- Born: 17 August 1983 (age 42) Mexico City, Mexico
- Years active: 2008–present
- Labels: Sony Music Mexico

= Chela Rivas =

Mexican singer, songwriter, and producer

Chela Rivas (born 17 August 1983) is a Mexican singer, songwriter, and producer. She was born and raised in Mexico City, where she started writing songs at a young age. Chela's music blends pop, dance, and electronica, and she has become a recognized singer within the electronic dance music scene in Mexico. She is known for the songs "Location" and "Miss You".
Chela Rivas has gained a significant following on Spotify, with over 200,000 monthly listeners.

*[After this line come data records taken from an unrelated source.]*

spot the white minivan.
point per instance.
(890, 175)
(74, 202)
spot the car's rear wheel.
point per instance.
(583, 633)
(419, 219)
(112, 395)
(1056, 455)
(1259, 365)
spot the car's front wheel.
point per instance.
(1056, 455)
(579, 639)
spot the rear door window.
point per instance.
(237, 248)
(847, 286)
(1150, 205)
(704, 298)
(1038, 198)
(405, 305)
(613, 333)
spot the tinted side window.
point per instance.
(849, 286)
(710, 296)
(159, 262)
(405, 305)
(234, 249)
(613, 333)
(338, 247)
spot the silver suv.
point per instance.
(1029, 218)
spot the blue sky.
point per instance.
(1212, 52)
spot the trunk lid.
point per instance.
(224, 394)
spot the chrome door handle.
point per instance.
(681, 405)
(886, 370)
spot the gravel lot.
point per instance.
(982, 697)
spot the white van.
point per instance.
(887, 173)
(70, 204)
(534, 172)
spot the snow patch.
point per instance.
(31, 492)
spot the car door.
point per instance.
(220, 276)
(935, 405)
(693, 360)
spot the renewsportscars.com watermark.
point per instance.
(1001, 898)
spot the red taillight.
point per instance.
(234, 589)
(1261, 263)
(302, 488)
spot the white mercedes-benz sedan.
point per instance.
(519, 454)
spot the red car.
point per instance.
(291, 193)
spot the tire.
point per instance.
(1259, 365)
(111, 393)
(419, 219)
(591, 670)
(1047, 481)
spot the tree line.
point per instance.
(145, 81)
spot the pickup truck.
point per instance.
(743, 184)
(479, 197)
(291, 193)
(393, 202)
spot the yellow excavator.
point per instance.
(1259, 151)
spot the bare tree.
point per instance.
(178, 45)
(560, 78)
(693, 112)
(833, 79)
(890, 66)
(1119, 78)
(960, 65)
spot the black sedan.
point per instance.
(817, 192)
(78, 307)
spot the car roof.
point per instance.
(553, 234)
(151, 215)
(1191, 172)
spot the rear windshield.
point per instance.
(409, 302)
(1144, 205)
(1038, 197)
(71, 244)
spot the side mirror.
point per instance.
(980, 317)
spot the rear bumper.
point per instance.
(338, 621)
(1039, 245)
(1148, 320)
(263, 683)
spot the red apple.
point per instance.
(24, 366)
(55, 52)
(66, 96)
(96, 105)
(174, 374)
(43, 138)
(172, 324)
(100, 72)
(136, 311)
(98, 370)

== Early life and education ==
Chela Rivas was born in Mexico City, Mexico. She started writing songs as a child, and her passion for music grew as she received positive feedback and encouragement. Chela studied songwriting and music production at Fermata in Mexico City and participated in a summer program at Berklee College of Music.

== Career ==
Chela Rivas began recording songs and performing live with bands at the age of 15. Since 2015, she has performed as a solo artist. In 2009, Chela started experimenting with mixing pop music with dance and electronica, which gained the attention of the music industry and her fans. Her songs have become dance floor anthems and her music has started spreading throughout the United States, South America, and Europe.

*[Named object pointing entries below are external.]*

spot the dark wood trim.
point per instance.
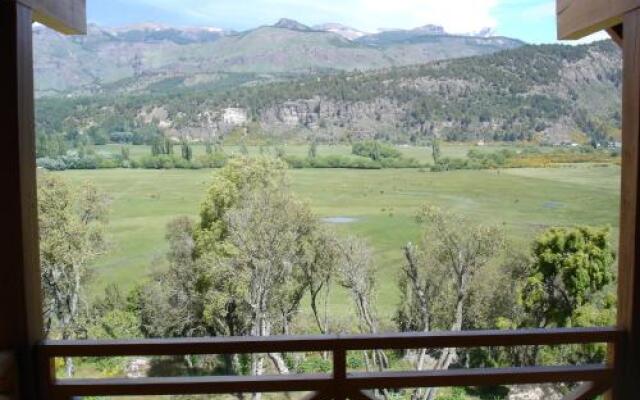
(190, 385)
(580, 18)
(587, 391)
(20, 291)
(222, 345)
(617, 34)
(65, 16)
(353, 383)
(340, 384)
(7, 375)
(480, 377)
(627, 356)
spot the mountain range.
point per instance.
(148, 57)
(547, 93)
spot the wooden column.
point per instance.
(20, 292)
(627, 357)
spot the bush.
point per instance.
(213, 160)
(375, 150)
(52, 164)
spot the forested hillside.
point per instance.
(148, 58)
(550, 93)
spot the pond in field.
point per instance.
(339, 220)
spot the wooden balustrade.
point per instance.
(340, 384)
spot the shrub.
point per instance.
(375, 150)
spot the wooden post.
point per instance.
(20, 291)
(627, 355)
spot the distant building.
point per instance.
(234, 116)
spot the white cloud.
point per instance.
(454, 15)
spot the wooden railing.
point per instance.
(340, 384)
(7, 375)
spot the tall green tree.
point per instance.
(438, 277)
(571, 268)
(71, 224)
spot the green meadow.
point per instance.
(382, 204)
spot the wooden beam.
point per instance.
(231, 345)
(69, 388)
(7, 375)
(587, 391)
(479, 377)
(580, 18)
(617, 34)
(627, 353)
(20, 290)
(65, 16)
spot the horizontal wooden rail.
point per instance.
(340, 383)
(233, 345)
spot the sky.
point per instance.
(530, 20)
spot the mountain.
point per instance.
(549, 93)
(149, 58)
(429, 33)
(342, 30)
(286, 23)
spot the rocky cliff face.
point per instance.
(552, 94)
(153, 58)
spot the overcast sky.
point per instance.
(530, 20)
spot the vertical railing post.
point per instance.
(627, 353)
(339, 372)
(20, 290)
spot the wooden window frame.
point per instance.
(21, 332)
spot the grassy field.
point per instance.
(383, 203)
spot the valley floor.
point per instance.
(378, 205)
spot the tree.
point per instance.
(571, 269)
(125, 153)
(225, 193)
(322, 255)
(435, 148)
(71, 236)
(313, 149)
(267, 232)
(245, 267)
(187, 151)
(438, 277)
(357, 274)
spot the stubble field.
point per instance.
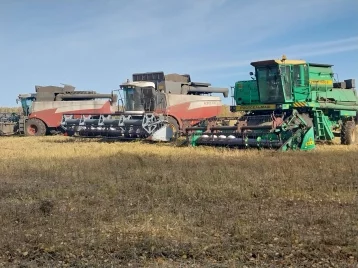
(66, 202)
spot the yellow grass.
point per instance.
(67, 202)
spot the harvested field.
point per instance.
(74, 203)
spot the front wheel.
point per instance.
(348, 133)
(35, 127)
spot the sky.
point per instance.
(98, 44)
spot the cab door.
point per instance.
(287, 86)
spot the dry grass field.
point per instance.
(75, 203)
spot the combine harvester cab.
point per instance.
(153, 105)
(288, 105)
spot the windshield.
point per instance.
(139, 99)
(132, 99)
(26, 104)
(270, 86)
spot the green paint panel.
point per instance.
(246, 92)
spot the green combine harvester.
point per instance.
(288, 105)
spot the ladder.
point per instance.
(322, 126)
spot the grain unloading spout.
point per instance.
(202, 89)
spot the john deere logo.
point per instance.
(309, 142)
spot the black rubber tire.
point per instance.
(35, 127)
(173, 123)
(348, 133)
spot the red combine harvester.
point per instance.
(154, 106)
(42, 111)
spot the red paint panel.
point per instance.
(53, 119)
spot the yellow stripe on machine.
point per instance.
(321, 82)
(299, 104)
(255, 107)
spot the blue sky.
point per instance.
(97, 44)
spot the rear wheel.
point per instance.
(348, 133)
(174, 126)
(35, 127)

Chela Rivas has had the honor to be the opening act for DJs such as Tiesto, Edward Maya, and Dash Berlin, and has had weekly live performances at nightclubs and festivals in Ciudad Juárez and other cities. Chela signed with a small label associated with Sony Music Mexico a couple of years ago but has not felt supported by them since signing. She recorded an album but has not been able to release it due to a lack of support. Since then, Rivas contacted Isina, a global talent search and development program.

== Personal life ==
Due to the war with drug cartels in Mexico, Chela has found it increasingly dangerous to travel to remote towns and perform.